The Department for Work and Pensions has been unlawfully preventing people refused social security benefits from going to tribunal to challenge the decision, judges ruled today.

In a test case, the Upper Tribunal criticised the DWP’s policy of denying claimants an appeal if they failed to act within a month.

The tribunal said many claimants will be vulnerable and that it was ‘obvious that there would be a risk’ that people with good claims would miss the deadline.

Since 2013 a claimant wishing to challenge a decision to refuse them benefits has had to apply for a ‘mandatory reconsideration’ before appealing to an independent tribunal. Where a mandatory reconsideration application is made too late, there is no right of appeal to the tribunal.

The case was bought by Child Poverty Action Group and two claimants, both of whom have mental health problems. The claimants were denied benefits and were deemed to have failed to ask for a review in time.

CPAG claimed the effect of the DWP policy has been to exclude large numbers of benefit claimants from access to the justice system and, in the words of the tribunal, has resulted ’in a significant number of claimants who are entitled to benefits not being paid them’.

The tribunal, chaired by Mr Justice Charles, said the DWP’s position would improperly make the Secretary of State ‘gatekeeper to the independent tribunal system’.
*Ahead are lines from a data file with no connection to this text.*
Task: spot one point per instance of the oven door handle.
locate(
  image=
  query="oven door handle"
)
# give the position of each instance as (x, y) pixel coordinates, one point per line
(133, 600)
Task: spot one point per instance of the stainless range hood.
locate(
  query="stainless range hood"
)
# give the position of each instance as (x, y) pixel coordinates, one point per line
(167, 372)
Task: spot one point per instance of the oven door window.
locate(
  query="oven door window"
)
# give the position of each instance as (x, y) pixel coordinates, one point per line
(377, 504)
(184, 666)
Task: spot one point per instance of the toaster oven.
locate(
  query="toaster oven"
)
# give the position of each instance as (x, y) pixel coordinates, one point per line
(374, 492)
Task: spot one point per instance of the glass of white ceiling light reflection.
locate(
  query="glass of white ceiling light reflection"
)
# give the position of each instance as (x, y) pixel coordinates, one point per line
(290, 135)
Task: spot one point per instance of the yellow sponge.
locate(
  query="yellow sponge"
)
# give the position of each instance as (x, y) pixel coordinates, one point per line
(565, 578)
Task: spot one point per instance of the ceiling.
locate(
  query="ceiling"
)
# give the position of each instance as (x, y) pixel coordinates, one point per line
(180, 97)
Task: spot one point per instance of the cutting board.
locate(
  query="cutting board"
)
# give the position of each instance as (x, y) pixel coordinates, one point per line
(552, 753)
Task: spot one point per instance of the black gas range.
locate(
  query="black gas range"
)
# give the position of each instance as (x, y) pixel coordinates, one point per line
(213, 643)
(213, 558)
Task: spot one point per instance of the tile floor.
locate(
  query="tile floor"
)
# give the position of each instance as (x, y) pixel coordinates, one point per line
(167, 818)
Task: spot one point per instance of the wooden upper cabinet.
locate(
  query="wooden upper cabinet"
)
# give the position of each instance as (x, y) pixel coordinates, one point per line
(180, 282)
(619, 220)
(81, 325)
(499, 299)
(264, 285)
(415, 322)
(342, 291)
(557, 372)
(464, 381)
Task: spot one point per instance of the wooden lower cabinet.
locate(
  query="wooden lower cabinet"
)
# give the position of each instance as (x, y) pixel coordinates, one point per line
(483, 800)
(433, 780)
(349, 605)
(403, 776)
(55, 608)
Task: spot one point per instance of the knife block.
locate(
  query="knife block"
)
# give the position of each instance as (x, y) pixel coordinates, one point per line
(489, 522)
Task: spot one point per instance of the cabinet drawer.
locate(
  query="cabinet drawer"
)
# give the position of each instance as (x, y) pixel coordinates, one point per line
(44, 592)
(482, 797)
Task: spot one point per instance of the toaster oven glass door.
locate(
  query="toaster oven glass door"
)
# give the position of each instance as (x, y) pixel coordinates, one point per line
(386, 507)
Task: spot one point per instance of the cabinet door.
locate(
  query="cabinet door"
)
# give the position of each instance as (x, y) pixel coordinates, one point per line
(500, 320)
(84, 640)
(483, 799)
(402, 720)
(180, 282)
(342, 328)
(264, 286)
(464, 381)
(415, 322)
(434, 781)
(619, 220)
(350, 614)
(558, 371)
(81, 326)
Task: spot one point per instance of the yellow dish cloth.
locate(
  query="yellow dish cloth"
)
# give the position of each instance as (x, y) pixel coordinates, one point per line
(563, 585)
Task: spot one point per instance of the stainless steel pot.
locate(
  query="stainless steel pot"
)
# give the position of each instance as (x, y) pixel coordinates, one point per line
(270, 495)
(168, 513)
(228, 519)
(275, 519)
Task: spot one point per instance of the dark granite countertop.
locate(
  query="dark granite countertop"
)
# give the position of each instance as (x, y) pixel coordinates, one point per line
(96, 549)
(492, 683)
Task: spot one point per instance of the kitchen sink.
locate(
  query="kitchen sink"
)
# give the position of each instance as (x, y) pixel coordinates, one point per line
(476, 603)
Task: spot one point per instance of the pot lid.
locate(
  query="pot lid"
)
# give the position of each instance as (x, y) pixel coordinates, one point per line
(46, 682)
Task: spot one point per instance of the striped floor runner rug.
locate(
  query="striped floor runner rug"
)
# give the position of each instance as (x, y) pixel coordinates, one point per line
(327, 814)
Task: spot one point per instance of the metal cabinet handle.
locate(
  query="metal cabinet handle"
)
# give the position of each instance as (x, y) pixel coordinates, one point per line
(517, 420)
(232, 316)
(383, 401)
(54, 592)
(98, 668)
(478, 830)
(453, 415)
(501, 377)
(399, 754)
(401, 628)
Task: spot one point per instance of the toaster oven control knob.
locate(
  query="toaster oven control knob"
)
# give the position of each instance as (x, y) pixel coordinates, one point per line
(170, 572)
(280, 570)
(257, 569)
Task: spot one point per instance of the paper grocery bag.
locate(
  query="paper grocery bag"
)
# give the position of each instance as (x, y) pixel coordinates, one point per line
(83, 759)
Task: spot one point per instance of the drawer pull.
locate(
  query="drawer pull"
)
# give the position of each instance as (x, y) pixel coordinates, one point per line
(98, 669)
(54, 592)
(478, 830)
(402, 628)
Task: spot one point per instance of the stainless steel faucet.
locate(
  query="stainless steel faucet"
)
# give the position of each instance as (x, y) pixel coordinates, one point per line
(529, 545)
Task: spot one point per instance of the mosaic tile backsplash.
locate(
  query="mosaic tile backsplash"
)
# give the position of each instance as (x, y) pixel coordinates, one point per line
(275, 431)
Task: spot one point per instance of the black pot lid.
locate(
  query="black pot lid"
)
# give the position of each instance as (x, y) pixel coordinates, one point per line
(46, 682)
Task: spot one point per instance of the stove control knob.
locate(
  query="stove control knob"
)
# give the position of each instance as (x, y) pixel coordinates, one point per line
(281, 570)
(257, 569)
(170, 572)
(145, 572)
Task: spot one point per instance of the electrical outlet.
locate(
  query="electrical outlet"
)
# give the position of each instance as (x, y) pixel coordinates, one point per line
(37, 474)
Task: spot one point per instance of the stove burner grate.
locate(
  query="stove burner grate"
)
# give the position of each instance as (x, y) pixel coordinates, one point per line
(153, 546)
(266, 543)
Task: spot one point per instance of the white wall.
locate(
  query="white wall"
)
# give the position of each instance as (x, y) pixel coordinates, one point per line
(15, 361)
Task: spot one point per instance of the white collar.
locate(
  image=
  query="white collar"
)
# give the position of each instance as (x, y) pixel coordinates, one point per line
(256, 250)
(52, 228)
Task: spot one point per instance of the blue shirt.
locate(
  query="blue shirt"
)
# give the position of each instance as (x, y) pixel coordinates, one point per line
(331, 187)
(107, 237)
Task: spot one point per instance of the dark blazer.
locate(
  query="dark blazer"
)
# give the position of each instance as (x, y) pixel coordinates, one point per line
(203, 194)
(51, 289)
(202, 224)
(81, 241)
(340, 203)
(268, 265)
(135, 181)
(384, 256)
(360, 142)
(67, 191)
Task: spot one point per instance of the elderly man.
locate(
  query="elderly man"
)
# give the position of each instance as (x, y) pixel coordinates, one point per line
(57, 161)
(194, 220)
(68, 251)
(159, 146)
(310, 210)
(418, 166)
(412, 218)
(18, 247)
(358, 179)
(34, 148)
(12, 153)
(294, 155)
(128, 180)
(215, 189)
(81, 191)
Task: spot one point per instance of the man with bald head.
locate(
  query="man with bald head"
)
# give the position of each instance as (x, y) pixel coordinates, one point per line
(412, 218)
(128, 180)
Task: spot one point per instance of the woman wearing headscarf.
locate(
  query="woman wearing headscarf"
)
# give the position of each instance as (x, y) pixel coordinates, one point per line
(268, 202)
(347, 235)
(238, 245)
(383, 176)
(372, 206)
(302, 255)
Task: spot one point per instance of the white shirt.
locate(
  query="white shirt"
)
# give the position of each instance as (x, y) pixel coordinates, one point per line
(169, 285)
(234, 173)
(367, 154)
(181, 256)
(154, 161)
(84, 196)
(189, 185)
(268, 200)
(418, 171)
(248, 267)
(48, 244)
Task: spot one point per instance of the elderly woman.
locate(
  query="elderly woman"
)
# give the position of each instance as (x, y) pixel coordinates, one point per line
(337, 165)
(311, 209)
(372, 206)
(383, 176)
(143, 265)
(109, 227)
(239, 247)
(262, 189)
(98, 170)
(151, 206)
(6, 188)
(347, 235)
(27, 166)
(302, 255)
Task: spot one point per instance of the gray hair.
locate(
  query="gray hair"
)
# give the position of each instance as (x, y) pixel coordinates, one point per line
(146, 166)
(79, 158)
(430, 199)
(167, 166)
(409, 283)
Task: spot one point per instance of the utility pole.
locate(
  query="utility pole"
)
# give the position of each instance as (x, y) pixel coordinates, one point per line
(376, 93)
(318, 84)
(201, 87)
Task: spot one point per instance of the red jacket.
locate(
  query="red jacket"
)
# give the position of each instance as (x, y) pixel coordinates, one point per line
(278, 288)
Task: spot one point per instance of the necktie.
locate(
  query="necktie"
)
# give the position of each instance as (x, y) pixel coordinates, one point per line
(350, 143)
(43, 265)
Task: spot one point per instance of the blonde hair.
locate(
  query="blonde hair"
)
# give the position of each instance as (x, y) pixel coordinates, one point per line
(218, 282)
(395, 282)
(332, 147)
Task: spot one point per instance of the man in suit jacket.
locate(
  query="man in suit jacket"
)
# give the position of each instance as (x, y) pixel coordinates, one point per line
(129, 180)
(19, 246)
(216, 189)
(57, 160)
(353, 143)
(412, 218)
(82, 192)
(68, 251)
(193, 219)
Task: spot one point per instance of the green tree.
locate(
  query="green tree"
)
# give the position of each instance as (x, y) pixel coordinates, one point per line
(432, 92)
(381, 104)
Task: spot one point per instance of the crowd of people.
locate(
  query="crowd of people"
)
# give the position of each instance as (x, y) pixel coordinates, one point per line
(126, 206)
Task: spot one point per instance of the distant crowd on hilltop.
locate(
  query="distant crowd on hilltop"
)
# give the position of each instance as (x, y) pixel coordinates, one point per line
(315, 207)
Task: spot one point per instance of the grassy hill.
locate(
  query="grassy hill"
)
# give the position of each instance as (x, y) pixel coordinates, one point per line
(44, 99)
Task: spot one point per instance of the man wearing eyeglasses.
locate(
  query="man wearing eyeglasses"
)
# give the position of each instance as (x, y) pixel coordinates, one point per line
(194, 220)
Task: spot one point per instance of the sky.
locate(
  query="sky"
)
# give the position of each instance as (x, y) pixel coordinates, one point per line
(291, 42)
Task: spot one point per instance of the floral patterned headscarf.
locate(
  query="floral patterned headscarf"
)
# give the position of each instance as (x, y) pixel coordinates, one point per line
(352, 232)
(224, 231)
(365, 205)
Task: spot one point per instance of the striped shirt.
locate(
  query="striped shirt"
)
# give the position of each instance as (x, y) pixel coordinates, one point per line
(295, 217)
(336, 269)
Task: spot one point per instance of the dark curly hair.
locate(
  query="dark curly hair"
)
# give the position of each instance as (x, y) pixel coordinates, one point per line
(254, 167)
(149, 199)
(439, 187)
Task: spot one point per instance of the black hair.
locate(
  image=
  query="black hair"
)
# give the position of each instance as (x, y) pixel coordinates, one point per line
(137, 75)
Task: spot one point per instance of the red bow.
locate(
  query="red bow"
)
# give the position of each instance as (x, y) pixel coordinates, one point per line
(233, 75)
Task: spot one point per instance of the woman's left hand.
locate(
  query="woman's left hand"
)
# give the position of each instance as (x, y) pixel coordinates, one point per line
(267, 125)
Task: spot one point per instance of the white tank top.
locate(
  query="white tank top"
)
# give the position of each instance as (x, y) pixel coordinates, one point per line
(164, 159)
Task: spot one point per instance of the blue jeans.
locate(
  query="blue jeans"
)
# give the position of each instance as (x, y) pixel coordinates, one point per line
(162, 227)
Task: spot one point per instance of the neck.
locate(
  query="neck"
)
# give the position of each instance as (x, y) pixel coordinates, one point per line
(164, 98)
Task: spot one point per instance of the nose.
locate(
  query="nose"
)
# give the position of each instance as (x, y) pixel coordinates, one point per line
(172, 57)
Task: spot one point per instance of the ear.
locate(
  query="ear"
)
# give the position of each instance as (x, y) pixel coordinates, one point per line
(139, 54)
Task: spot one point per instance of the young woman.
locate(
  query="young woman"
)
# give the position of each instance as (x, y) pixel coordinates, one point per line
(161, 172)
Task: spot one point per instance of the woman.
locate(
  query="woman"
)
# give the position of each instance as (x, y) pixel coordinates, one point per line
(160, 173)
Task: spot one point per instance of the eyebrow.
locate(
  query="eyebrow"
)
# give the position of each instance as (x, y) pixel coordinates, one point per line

Instead, the tribunal said the correct position is that where a claimant makes a mandatory reconsideration request at any time within 13 months of the original decision, they will, if dissatisfied, subsequently be entitled to pursue the challenge to a tribunal.

The government argued that there was no need to have access to the tribunal because its decisions on late mandatory reconsideration requests could be challenged by judicial review.

However, the tribunal said that out of 1,544,805 mandatory reconsideration decisions made by government since 2013, not one had been subject to a judicial review challenge of the kind the government suggested was a reasonable alternative.

The judgment will be greeted by access to justice campaigners as another significant victory, after the Supreme Court found last week that charges to bring employment tribunal claims, also introduced in 2013, were unlawful.

CPAG’s legal officer Carla Clarke said: ‘Not only is this a vindication for our two clients but it stands to provide justice for significant numbers of families wrongly denied the financial help to which they are entitled. This decision ensures that even if the DWP thinks there is no good reason for their delay, it cannot prevent such individuals pursuing an appeal before an independent tribunal.’

A DWP spokesperson said: ’We have received the tribunal’s decision and are considering the judgment.’